The petitioner asks, “A subordinate invites you to a July 4th picnic at his or her lake house and supplies food, drink and swimming, etc. Are those gifts?”  In determining the value of a gift we only examine those items directly and personally received.  Pursuant to § 1-92-54 of the Regulations of Connecticut State Agencies, in relevant part:

(a)       … Directly and personally received means that the recipient accepted the opportunity to partake of or utilize the item.  For example, if an individual attends a reception, the entire per person cost incurred by the donor to provide food and/or beverage must be attributed to the attendee, regardless of the amount actually consumed unless the attendee declines to partake of any of the food or beverage offered.

(b)            In assessing the value of food and/or beverage provided at a reception or party, overhead costs such as in-house planning costs, invitations, rental fees, and decorations are not to be considered directly and personally received.

Under the facts presented, the overhead of maintaining the lake house and organizing the party would not be part of the items directly and personally received.[8]  Only the food and drink would be included in determining the value of the benefit.

By order of the Board,

_____/s/_________________________

Robert Worgaftik, Chairperson

Dated ___July 23, 2009__________



     [1]See General Statutes § 1-79 (e) (1) through (17).

     [2]Id.

     [3]Advisory Opinion No. 2002-2 held that for purposes of § 1-81-20 (d) (4), “insignificant” shall mean a market value of less than ten dollars.

     [4]See General Statutes § 1-91 (g).

     [5]See, e.g., Regs., Conn. State Agencies § 1-92-48. 

     [6]When applying the law to necessarily fact-specific scenarios, the State Ethics Commission adopted similar standards. See, e.g., Advisory Opinion No. 1994-11 (adopting a “totality of the circumstances” analysis in determining the application of the “organized primarily for the purpose of lobbying” standard under General Statutes § 1-95 (a) (3)).

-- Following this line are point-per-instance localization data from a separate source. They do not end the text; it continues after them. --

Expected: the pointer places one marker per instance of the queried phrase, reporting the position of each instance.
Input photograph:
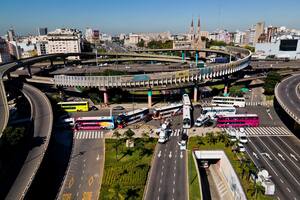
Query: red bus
(238, 120)
(94, 123)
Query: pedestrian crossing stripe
(263, 131)
(88, 135)
(175, 132)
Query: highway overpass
(41, 114)
(145, 80)
(287, 94)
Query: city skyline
(155, 16)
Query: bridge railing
(158, 78)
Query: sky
(125, 16)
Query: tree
(257, 188)
(235, 90)
(14, 136)
(116, 192)
(117, 143)
(270, 82)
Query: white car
(241, 147)
(182, 145)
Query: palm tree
(117, 143)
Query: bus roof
(218, 108)
(94, 118)
(72, 102)
(169, 106)
(136, 111)
(221, 97)
(240, 115)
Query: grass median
(126, 169)
(194, 191)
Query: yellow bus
(81, 106)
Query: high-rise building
(4, 53)
(92, 35)
(11, 35)
(259, 29)
(64, 41)
(43, 31)
(271, 31)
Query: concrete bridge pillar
(197, 57)
(105, 95)
(182, 56)
(29, 70)
(149, 98)
(195, 93)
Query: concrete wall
(226, 170)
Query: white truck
(200, 121)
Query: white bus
(167, 111)
(213, 111)
(186, 117)
(228, 101)
(186, 100)
(131, 117)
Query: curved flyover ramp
(287, 93)
(42, 116)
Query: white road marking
(280, 162)
(280, 156)
(264, 158)
(281, 181)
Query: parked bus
(167, 111)
(238, 120)
(213, 111)
(94, 123)
(228, 101)
(186, 100)
(131, 117)
(81, 106)
(186, 117)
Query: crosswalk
(175, 132)
(254, 103)
(267, 131)
(88, 135)
(271, 131)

     [7]We also note that while this Advisory Opinion is specific to gift issues, outside employment arrangements between supervisors and subordinates are already significantly restricted by General Statutes § 1-84 (b).  See Advisory Opinion No. 2008-5.

     [8]See Advisory Opinion No. 1994-10. (Lobbyist hosting a party on a boat that does not leave dock is analogous to a party at any other facility.  Docking and rental fees would be considered overhead and not a cost directly and personally received by public officials or state employees.)